The gas-containing slurry is spray-dried. The spray drying is preferably performed at 150 to 250° C. for 3 hours by using a spray drier. Since gas is blown into the slurry, the granulation powder obtained by spray-drying the slurry is porous. Through the spray drying, a porous granulation powder having an average grain size of 50 to 300 μm can be obtained.

In the production process of this aspect, as a second step for obtaining a porous sintered body, a slurry is prepared in which a foaming agent is mixed. For the foaming agent, an organic foaming agent or an inorganic foaming agent may be used. For the organic foaming agent, azodicarboxylamide, dinitrosobenta methylene tetramine, or the like is used, and for the inorganic foaming agent, carbonate or the like is used. The foaming agent may be mixed with ZnO powder, CeO2 powder, and Ga2O3 powder, or may be added upon slurry preparation.

The foaming agent-containing slurry is spray-dried. The spray drying is preferably performed at 150 to 250° C. for 3 hours by using a spray drier. The foaming agent contained in the slurry is foamed and dissolved upon this spray drying, such that resultant granulation powder is made porous. Through the spray drying, a porous granulation powder having an average grain size of 50 to 300 μm can be obtained.

In the production process of this aspect, as a third step for obtaining a porous sintered body, a slurry is prepared in which an additive, which will be volatized and dissolved upon sintering, is mixed. Examples of the additive include butyral capable of being dissolved in a solvent, and a cellulose-based additive, a polyvinyl-based additive, a polyester-based additive, a polyethylene-based additive, and the like capable of being dissolved in an alcohol-based solvent. Examples of the additive which will not be dissolved in the alcohol-based solvent include a starch-based additive and a polystyrene-based additive having an average grain size of about several μm to 500 μm. It is preferable that butyral is mixed in the slurry at about 20% by mass, or starch is mixed in the slurry at about 20% by mass.

If the slurry contains the additive, the additive is volatized and dissolved upon sintering to form pores, thereby obtaining a porous sintered body. The diameter and shape of the pores can be controlled by adjusting the kind and amount of the additive. For example, when a butyral-based additive is used, pores having a pore diameter of 0.1 μm to 10 μm order can be formed. When starch is used, pores having the same pore diameter as the grain size of starch and the same shape as starch can be formed. Thus, when starch is used, the pore diameter and shape of the pores can be more easily controlled.

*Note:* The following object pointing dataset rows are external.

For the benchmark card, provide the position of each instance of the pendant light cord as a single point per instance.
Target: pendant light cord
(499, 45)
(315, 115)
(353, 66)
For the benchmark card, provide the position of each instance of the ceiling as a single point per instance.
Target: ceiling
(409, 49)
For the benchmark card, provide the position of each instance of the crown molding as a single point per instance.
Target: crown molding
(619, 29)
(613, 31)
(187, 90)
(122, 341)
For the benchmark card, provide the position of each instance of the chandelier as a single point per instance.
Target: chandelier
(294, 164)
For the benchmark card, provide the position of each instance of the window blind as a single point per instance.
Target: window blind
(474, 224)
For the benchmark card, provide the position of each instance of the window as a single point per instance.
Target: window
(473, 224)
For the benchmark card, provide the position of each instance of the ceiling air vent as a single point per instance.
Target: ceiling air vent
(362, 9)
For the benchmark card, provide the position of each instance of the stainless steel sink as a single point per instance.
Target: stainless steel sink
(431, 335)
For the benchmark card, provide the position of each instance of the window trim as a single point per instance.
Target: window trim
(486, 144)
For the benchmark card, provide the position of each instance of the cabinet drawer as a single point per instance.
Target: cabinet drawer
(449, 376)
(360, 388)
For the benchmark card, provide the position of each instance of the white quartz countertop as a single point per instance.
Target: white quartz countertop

Specifically, in the case of the ZnO vapor deposition material of this aspect, a vapor deposition material using a butyral-based additive can obtain a deposition speed about 1.3 times higher than the evaporation speed of the conventional ZnO vapor deposition material having relative density equal to or greater than about 98%, and a vapor deposition material using starch having an average grain size of 0.1 to 500 μm can obtain an evaporation speed about two times higher than the evaporation speed of the conventional ZnO vapor deposition material having relative density equal to or greater than about 98%. Therefore, a high speed of film formation can be obtained.

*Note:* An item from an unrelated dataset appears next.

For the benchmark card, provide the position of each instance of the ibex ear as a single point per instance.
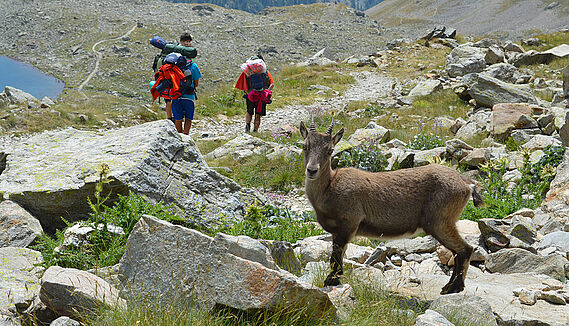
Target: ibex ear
(338, 136)
(303, 130)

In the production process of this aspect, as a fourth step for obtaining a porous sintered body, a slurry using ZnO powder having a grain size distribution within a predetermined range is prepared. Specifically, ZnO powder having an average grain size of 10 to 500 μm and a grain size distribution within a range of ±10% of the average grain size is used. If the grain size distribution of ZnO powder is outside the range of ±10% of the average grain size, the porosity is lowered. More preferably, the grain size distribution is within a range of ±5% of the average grain size. The preferred grain size of CeO2 powder and Ga2O3 powder is significantly smaller than that of ZnO powder, and the usage is smaller than that of ZnO powder, so CeO2 powder and Ga2O3 powder may be outside the limitation of the grain size distribution.

The slurry using ZnO powder with a controlled grain size distribution is spray-dried. The spray drying is preferably performed at 150 to 250° C. for 3 hours by using a spray drier. In the slurry to be spray-dried, ZnO powder having an average grain size of 10 to 500 μm and a grain size distribution within a range of ±10% of the average grain size is used, and no fine ZnO powder is substantially contained. Thus, there are no cases where fine ZnO grains fill the gaps between ZnO grains, so the gaps between ZnO grains remain as pores, and granulation powder becomes porous. Through the spray drying, a porous granulation powder having an average grain size of 50 to 300 μm can be obtained.

After the slurry is spray-dried to obtain a granulation powder having an average grain size of 50 to 300 μm, the granulation powder is molded under a predetermined pressure. If the average grain size of the granulation powder is smaller than 50 μm, moldability deteriorates, and if the average grain size is larger than 300 μm, the density of the molded body is lowered, and the strength is likely to be insufficient.

For a pressing molding device, a uniaxial press device, a cold isostatic press (CIP) molding device, or other devices may be used. The molding pressure is appropriately in a range of 100 to 2000 kgf/cm2 (9.8 to 196 MPa), and preferably, 100 to 1000 kgf/cm2 (9.8 to 98 MPa). Molding is performed under pressure within the above-described range, such that the density of the molded body can be increased, deformation after sintering can be suppressed, and postprocessing is not required.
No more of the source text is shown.